Je réponds qu'il (...) faut oser aller au-delà de votre zone de confort. La liberté d'expression, pour qu'elle vive, il faut parfois la bousculer un peu. On essaye de sensibiliser les jeunes.
Quand on les rencontre, ils essaient de comprendre. C'est un journal que beaucoup ont découvert en 2015, dont ils ne connaissent pas l'histoire. Il faut presque faire de la pédagogie pour expliquer ce qu'est Charlie Hebdo.
C'est aussi un enjeu pour nous, que la compréhension de Charlie Hebdo ne s'arrête pas à la génération contemporaine du 7 janvier.

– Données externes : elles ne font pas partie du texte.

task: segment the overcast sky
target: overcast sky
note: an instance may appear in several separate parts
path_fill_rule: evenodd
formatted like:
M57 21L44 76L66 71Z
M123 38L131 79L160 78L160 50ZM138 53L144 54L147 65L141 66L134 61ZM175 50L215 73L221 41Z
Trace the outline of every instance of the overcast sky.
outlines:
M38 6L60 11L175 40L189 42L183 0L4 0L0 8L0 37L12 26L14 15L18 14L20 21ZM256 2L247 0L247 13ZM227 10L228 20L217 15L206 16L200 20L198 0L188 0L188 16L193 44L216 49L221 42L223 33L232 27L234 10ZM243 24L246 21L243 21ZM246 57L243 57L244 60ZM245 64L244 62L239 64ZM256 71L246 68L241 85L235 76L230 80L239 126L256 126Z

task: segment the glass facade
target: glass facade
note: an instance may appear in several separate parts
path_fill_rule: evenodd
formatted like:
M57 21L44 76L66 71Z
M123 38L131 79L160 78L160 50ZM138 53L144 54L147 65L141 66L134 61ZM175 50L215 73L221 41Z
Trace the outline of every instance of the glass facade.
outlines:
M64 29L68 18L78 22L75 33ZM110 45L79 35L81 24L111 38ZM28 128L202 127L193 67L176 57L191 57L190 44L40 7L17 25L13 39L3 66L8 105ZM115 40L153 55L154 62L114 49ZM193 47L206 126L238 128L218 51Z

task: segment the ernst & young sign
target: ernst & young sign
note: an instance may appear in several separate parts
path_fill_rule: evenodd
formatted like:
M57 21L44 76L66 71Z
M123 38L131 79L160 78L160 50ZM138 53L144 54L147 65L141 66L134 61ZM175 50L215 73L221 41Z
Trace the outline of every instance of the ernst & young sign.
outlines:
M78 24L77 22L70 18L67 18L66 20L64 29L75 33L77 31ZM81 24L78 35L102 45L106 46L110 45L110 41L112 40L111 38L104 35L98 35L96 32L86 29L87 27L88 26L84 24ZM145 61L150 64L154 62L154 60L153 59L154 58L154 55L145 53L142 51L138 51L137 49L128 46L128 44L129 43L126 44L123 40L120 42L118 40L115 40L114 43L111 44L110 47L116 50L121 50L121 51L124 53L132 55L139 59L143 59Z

Que les générations d'après soient sensibles à ces questions là.
Q: En 2022, dans un article intitulé "Ukraine: l'humour, arme de destruction massive", Charlie Hebdo a mis en avant les caricaturistes de ce pays. Quelle portée peut avoir le dessin?
R: C'est un langage international. Le dessin est visuel. Même si vous ne parlez pas très bien la langue, vous comprenez ce qu'a voulu dire le dessinateur. L'humour est universel. Je ne partage pas l'idée qu'il y ait des gens qui ne seraient pas capables de le comprendre. Quand on montre des dessins il y a toujours un moment où les gens se marrent. Ils comprennent.
Là aussi, on fait de la pédagogie auprès des jeunes autour du dessin satirique, il faut les rassurer. Il ne faut pas qu'ils en aient peur. Qu'on aime ou pas ce qu'il dit, il ne faut pas le rejeter.